Figure 3: Branch Internet Link Loss Percentage is 8% compared to 0% loss on MPLS/private 1 TLOC (link)

It is clearly visible from above output that there was huge loss on the biz-internet link that was the reason for poor end user experience while accessing the HRMS application. Finally, the customer asked, how can we proactive in future where if something goes wrong with link SLA the application should shift to next available backup path automatically.

 Application aware routing is the answer to such issues which makes a network application aware. Administrator defined SLA for application is compared to link performance and in event of SLA breach, traffic is forwarded to backup link. Configuration steps followed are as follows -

 Step 1: Create lists for

  • IP Prefix – this list was created with all the HRMS application subnet
  • SLA List – this list was created with required SLA for HRMS application
  • Branch List – this list was created for all the branches where Application aware policy needs to apply
  • VPN list – this list contains the list of VPNs on which App-aware routing policy will be implemented

Figure 4: IP Prefix List - IPs for HRMS Applications

Figure 5: SLA list - SLA for HRMS is less than 80 ms latency

Figure 6: Branch list - will be used when applying the policy

Figure 7: VPN list - VPN 10 (LAN Subnet) will be used when applying the policy

Once the relevant list is created time to define the traffic rules for HRMS application. We are going to define a rule stating all the HRMS application traffic should use MPLS link (private 1 TLOC) and should use the HRMS SLA as per the figure 5. In case of SLA breach perform the load balancing across other link as well as we don’t have any link better than the MPLS

But if there are more than 2 link and you want if first MPLS link goes down should use second MPLS, you can select another option to use the preferred backup path.

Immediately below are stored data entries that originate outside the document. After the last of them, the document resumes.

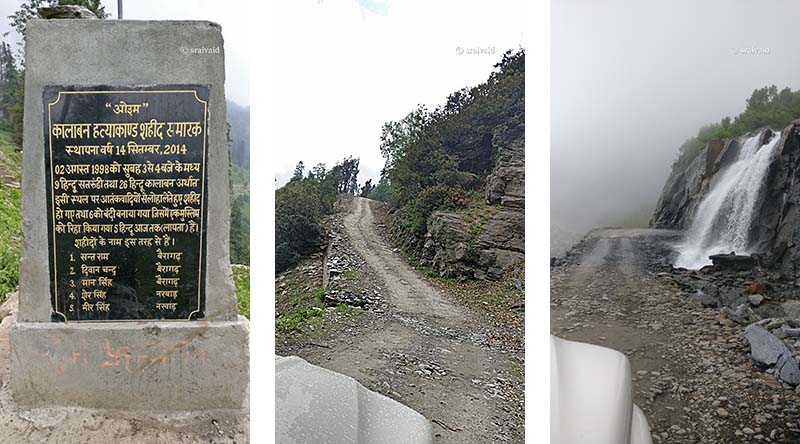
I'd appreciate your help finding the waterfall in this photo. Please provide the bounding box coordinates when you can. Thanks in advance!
[674,131,781,269]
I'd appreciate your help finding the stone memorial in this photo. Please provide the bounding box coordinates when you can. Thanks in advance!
[10,18,248,410]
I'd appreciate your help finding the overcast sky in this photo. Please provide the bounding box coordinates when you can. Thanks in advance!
[0,0,249,106]
[269,0,526,187]
[551,0,800,255]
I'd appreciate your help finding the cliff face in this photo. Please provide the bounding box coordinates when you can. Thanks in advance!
[649,144,709,229]
[759,123,800,272]
[652,120,800,273]
[390,126,525,280]
[424,127,524,279]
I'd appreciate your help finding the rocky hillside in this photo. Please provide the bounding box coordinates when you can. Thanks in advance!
[652,120,800,273]
[417,126,524,280]
[381,50,525,281]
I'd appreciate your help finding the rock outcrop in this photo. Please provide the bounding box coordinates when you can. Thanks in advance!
[652,121,800,274]
[649,143,710,229]
[392,126,525,280]
[38,6,98,19]
[485,128,524,209]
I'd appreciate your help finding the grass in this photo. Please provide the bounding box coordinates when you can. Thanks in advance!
[407,255,445,278]
[458,192,501,256]
[275,262,365,335]
[276,306,324,332]
[276,303,364,334]
[425,265,524,329]
[232,264,250,319]
[0,129,21,304]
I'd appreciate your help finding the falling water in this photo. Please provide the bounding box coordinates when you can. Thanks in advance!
[674,131,781,269]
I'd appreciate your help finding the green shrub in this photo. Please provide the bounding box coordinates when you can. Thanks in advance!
[232,265,249,319]
[275,180,324,272]
[0,186,21,302]
[377,49,524,245]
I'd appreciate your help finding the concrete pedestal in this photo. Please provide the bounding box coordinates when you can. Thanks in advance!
[11,19,248,411]
[11,318,249,410]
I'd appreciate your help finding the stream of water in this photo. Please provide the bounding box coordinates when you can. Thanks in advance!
[674,131,781,269]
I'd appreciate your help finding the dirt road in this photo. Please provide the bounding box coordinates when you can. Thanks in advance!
[551,228,800,443]
[282,197,524,443]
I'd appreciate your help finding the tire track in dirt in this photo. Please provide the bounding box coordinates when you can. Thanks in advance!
[344,197,464,322]
[287,197,523,443]
[551,228,800,443]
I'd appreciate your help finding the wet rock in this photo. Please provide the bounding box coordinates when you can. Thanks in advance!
[709,253,756,270]
[650,140,709,228]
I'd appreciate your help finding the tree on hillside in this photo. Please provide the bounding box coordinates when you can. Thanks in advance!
[275,155,362,271]
[0,42,19,123]
[309,163,326,180]
[8,71,23,147]
[360,179,374,197]
[379,105,430,174]
[290,161,305,183]
[327,157,360,194]
[377,49,524,234]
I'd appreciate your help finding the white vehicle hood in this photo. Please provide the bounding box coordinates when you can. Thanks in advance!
[276,355,434,444]
[551,335,652,444]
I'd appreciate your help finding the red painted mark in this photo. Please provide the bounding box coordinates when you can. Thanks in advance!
[101,339,132,373]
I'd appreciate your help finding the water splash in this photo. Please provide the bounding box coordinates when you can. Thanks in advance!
[674,131,781,269]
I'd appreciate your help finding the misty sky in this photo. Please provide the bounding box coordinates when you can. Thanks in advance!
[551,0,800,255]
[0,0,249,106]
[270,0,526,187]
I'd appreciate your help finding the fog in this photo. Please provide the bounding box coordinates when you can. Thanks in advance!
[551,0,800,255]
[269,0,526,188]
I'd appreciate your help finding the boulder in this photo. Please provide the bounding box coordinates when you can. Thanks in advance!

Figure 8: App-aware routing definition using traffic sequence

Figure 9: Application of the App-aware policy to the branch and LAN VRN

Figure 10: Policy preview

After this App-aware SLA based policy was configured to make a network proactive and it was verified with Simulate flow utility of Troubleshooting tools and this time, the behavior was customized based on the policy – traffic for HRMS should flow through MPLS link in case of high latency, it should think about the load sharing.

Figure 11: After policy activation, HRMS is working over MPLS link

So, with this I conclude this article with a message that a over talked feature truly solves the real time customer problems. And an happy customer appreciate technology feature when the real challenge is solved by technology - not for the sake of compliance!